Muhammed bin Abdullâh el-Ensârî hazretleri hadîs âlimidir.118 (m. 736)’de doğdu. Genç yaşta ilim tahsiline baş­ladı ve pek çok âlimden hadis dinledi, riva­yette bulundu. Kendisinden hadis rivayet edenler çoktu. 214 (m. 829)’da Bas­ra'da vefat etti. Buyurdu ki:

Resûlullah efendimiz (sallallahü aleyhi ve sellem) buyurdu ki: “İstediğin gibi yaşa. Ama mutlaka öleceksin. İstediğini yap. Ama mutlaka karşılığını göreceksin.”

“Allahü teâlâ, tevâzu eden kimseyi yükseltir, kibirli kimseyi de alçaltır.”

“Âlimler ve hikmet sahipleri ile oturup kalk. Kötülük ve günah işleyen kimselerden uzak kal.”

“Yalnız olmak, kötü kimse ile oturmaktan daha iyidir.”

“Kul kardeşine yardım ettiği müddetçe, Allahü teâlâ o kuluna yardım eder.”

“Mücâhid, Allahü teâlâya itaat husûsunda nefsi ile mücâdele edendir.”

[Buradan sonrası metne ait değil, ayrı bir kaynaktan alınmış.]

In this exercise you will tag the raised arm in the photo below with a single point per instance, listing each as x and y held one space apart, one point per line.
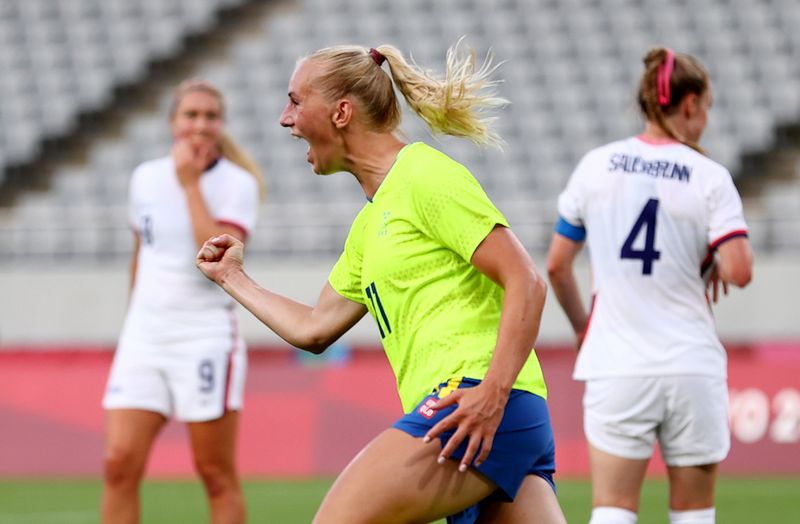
312 328
560 260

“Ey insanlar! En doğru söz, Allahü teâlânın kelâmıdır. En güvenilir tutunulacak şey, takvâdır. En hayırlı yol, Muhammed’in (aleyhisselâm) yoludur. En şerefli söz, Allahü teâlâyı anmaktır, işlerin en hayırlısı azîmetlerdir. İşlerin en kötüsü, dinde sonradan meydana çıkarılan ve dinden olmayan bid’atlerdir. En güzel yol, Peygamberlerin yoludur. En güzel ölüm, şehitlerin ölümüdür. En kötü dalâlet, hidâyete kavuştuktan sonraki dalâlettir. En hayırlı amel, faydalı olandır. En kötü körlük, kalb körlüğüdür. Veren el, alan elden hayırlıdır. Az ve yeterli olan şey, çok fakat, Allahü teâlâyı unutturan şeyden hayırlıdır. En kötü pişmanlık, kıyâmet günündeki pişmanlıktır. Hikmetin başı, Allahü teâlâdan korkmaktır. En hayırlı zenginlik, gönül zenginliğidir. Kalbe ilkâ olunan (konulan) şeylerin en hayırlısı yakîndir. İçki büyük günahtır. En kötü kazanç ribâdır (faizdir). En kötü yiyecek, yetimin malını yemektir, işlerin özü, neticeleridir. En kötü rivâyet, yalanı rivâyet etmektir. Gelecek olan (olacağı muhakkak olan) her şey yakın sayılır. Müminin sövmesi fısktır. Mümin kardeşinin etini yemek (onu gıybet etmek), Allahü teâlâya karşı gelmektir. Kim birisini bağışlarsa, Allahü teâlâ da onu bağışlar. Kim kızgınlığını yenerse, Allahü teâlâ onu mükâfatlandırır. Allahü teâlâ, kendisine âsi olana azâb eder. Ben Arab'ın en fasihiyim (sözü açık ve düzgün olup hatâdan uzak olan kimsesiyim). Bana cevâmi’ul-kelim (az bir söz ile çok şeyler anlatmak husûsiyeti) verildi.”